Another common functionality is to compute the difference between two columns and plot the resulting time series. Computing the difference between two NumPy arrays is also very easy, and since it is common for our task, we write yet another function to do the job:
In [29]: def delta(first, second):
...: """
...: Returns an array of deltas for the two arrays.
...: """
...: first = list(first)
...: years = yrange(first)
...: first = np.array(list(d[1] for d in first), dtype="f8")
...: second = np.array(list(d[1] for d in second), dtype="f8")
...: if first.size != second.size:
...: first = np.insert(first, [0,0,0,0], [None, None, None,None])
...: diff = first - second
...: return zip(years, diff)
...:
Furthermore, the following is an appropriate helper function:
In [30]: def yrange(data):
...: """
...: Get the range of years from the dataset
...: """
...: years = set()
...: for row in data:
...: if row[0] not in years:
...: yield row[0]
...: years.add(row[0])
This function once again creates NumPy arrays from each dataset, casting the datatype to floats. Note that we need to get the list of years from one of the datasets, so we gather it from the first dataset.

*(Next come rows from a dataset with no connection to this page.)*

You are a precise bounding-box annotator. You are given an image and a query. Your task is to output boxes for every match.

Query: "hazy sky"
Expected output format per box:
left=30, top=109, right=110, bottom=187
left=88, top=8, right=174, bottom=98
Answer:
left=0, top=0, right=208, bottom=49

- We also need to keep in mind that first.size needs to be the same as second.size, for example, that each array shares the same dimensionality. The difference is computed and the years are once again zipped to the data to form a time series:
In [31]: def capital_gains_lift(source):
...: """
...: Computes capital gains lift in top income percentages over time chart
...: """
...: columns = (
...: ("Top 10% income share-including capital gains",
...: "Top 10% income share"),
...: ("Top 5% income share-including capital gains",
...: "Top 5% income share"),
...: ("Top 1% income share-including capital gains",
...: "Top 1% income share"),
...: ("Top 0.5% income share-including capital gains",
...: "Top 0.5% income share"),
...: ("Top 0.1% income share-including capital gains",
...: "Top 0.1% income share"),
...: ("Top 0.05% income share-including capital gains",
...: "Top 0.05% income share"),
...: )
...: source = list(dataset(source))
...: series = [delta(timeseries(source, a), timeseries(source,b))
...: for a, b in columns]
...: return linechart(series,labels=list(col[1] for col in
...: columns),
...: ,
...: ylabel="Percentage Difference")
...: capital_gains_lift(data_file)
...: plt.show()
...:
The preceding code stores the columns as tuples of two columns-first and second-and then uses the delta function to compute the difference between the two. Like our previous graphs, it then creates a line chart as shown here:

This is interesting as the graph shows the volatility of the capital gains income over time. If you are familiar with U.S. financial history, you can see the effect on the capital gains income of the well-known stock market booms and busts in this chart.